We have paid this for years because the council will not do it.


----------



## ajapale (9 Apr 2012)

roker said:


> We have paid this for years because the council will not do it.



Roker,

Who owns the the "_green area across the road_"? When you say "_green belt_" what do you mean by this?

aj


----------



## roker (10 Apr 2012)

Its the other side of the street across the road, grassed the full length of the street, presumably the council own it, we don't


----------



## demoivre (12 Apr 2012)

I'm not in favour of paying property type taxes to fund local services whose costs are augmented by salaries like these and where gross incompetence is not penalised.


----------



## Guns N Roses (12 Apr 2012)

roker said:


> Its the other side of the street across the road, grassed the full length of the street, presumably the council own it, we don't


 
If you don't own it then why are you paying for it to be cut?


----------



## roker (13 Apr 2012)

To keep our street lookng decent.


----------



## truthseeker (13 Apr 2012)

That sounds like a lot of money roker.

How big is the grass strip, how many residents contribute, how many times is it cut, who decides how to hire whoever cuts it?

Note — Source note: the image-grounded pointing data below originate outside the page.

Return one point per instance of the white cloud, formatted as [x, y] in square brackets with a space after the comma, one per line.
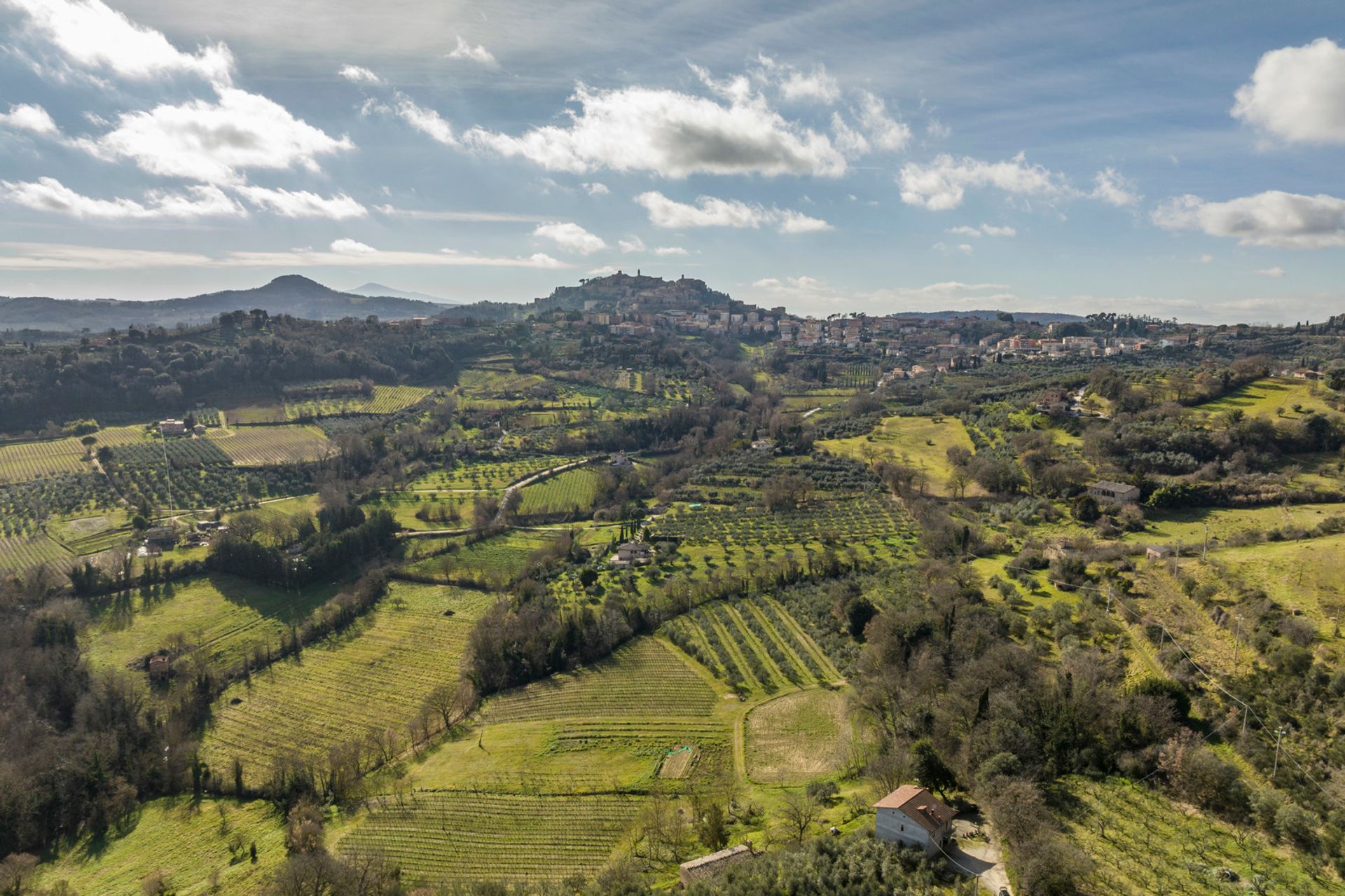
[942, 185]
[570, 237]
[49, 194]
[1270, 219]
[1112, 188]
[216, 142]
[984, 230]
[883, 130]
[710, 212]
[93, 35]
[1297, 93]
[359, 74]
[670, 134]
[471, 53]
[813, 295]
[443, 214]
[27, 116]
[425, 120]
[301, 203]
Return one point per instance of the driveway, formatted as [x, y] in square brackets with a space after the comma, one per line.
[978, 856]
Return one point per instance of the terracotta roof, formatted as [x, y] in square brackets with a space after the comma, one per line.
[919, 805]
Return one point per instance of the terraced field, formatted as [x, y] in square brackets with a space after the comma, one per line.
[25, 552]
[571, 490]
[184, 839]
[264, 446]
[466, 834]
[370, 678]
[26, 460]
[751, 646]
[387, 400]
[222, 614]
[1143, 844]
[640, 680]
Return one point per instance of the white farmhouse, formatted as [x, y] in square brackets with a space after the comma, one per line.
[911, 815]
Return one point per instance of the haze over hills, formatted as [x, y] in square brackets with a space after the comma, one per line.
[303, 298]
[380, 291]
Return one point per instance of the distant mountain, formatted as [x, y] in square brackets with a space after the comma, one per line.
[289, 295]
[377, 289]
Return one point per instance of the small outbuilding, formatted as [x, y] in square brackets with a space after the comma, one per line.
[1114, 492]
[911, 815]
[708, 867]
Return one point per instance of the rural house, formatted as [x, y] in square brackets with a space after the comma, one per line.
[911, 815]
[1114, 492]
[708, 867]
[633, 553]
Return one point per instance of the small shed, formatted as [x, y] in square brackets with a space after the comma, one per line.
[911, 815]
[1114, 492]
[708, 867]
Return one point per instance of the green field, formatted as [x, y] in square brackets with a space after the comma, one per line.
[387, 400]
[370, 678]
[182, 839]
[1143, 844]
[798, 738]
[571, 490]
[915, 441]
[464, 834]
[644, 678]
[25, 552]
[34, 459]
[1270, 397]
[219, 614]
[264, 446]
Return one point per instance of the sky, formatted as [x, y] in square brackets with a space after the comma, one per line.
[1173, 159]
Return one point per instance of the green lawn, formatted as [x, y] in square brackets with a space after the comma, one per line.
[185, 840]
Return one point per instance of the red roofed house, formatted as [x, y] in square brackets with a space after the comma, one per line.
[911, 815]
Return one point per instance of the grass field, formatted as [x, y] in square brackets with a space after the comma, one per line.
[913, 441]
[798, 738]
[1143, 844]
[1270, 397]
[25, 552]
[265, 446]
[464, 834]
[643, 678]
[387, 400]
[186, 841]
[221, 614]
[571, 490]
[26, 460]
[373, 677]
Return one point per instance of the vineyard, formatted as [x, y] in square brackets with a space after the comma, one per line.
[865, 518]
[370, 678]
[264, 446]
[385, 400]
[222, 615]
[572, 490]
[466, 834]
[642, 680]
[751, 645]
[185, 839]
[20, 462]
[26, 552]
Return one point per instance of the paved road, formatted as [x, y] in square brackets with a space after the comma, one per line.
[978, 857]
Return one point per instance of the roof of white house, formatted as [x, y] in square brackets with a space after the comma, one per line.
[919, 805]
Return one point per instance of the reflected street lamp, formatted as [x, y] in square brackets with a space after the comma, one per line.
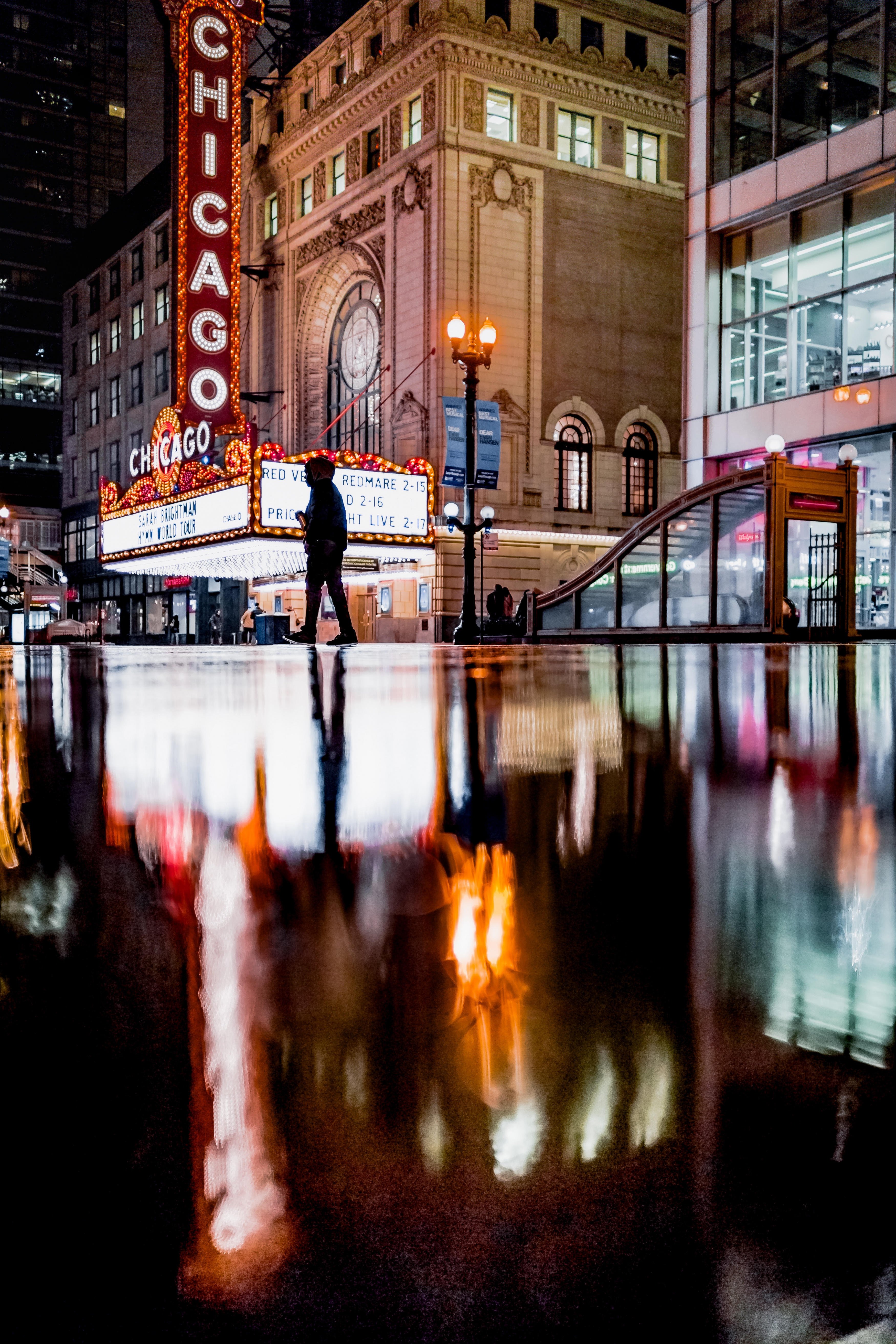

When I was young there was a green belt in our estate that the council refused to cut one year and the residents association got together and cut it themselves. There was a few hours work in it for 10 or 12 people - it was a large odd shaped field - not like what you describe. Its a possibility for you instead of the 100 per resident (which seems far too much for one strip of grass).


----------



## Odea (14 Apr 2012)

The road sweeper van passed my house yesterday cleaning the kerbside. (Dun Laoghaire Rathdown). One guy in van driving and one guy with brush supposed to be sweeping dirt from footpaths in to kerbside. Guy with brush not doing his job. Storm drains are completly clogged up. It would take him a minute to open drain and shovel out dirt so van could sweep it up or use the big suction hose on side of van to suck up dirt.  These guys are not doing their job properly.


----------



## roker (14 Apr 2012)

Like the 2 council workers, one was digging holes in a row, and the other was following him filling the hole in again.
When asked by someone what they were doing, the answer was that the guy in between who puts the trees in the hole is off today.


----------



## Shawady (16 Apr 2012)

Water charges are going to be seperate to the household charge and it looks like we'll have to pay for the meters to be installed also, which could be 3 times the cost of the household charge.

http://www.irishexaminer.com/ireland/home-owners-to-pay-for-water-meters-190685.html


----------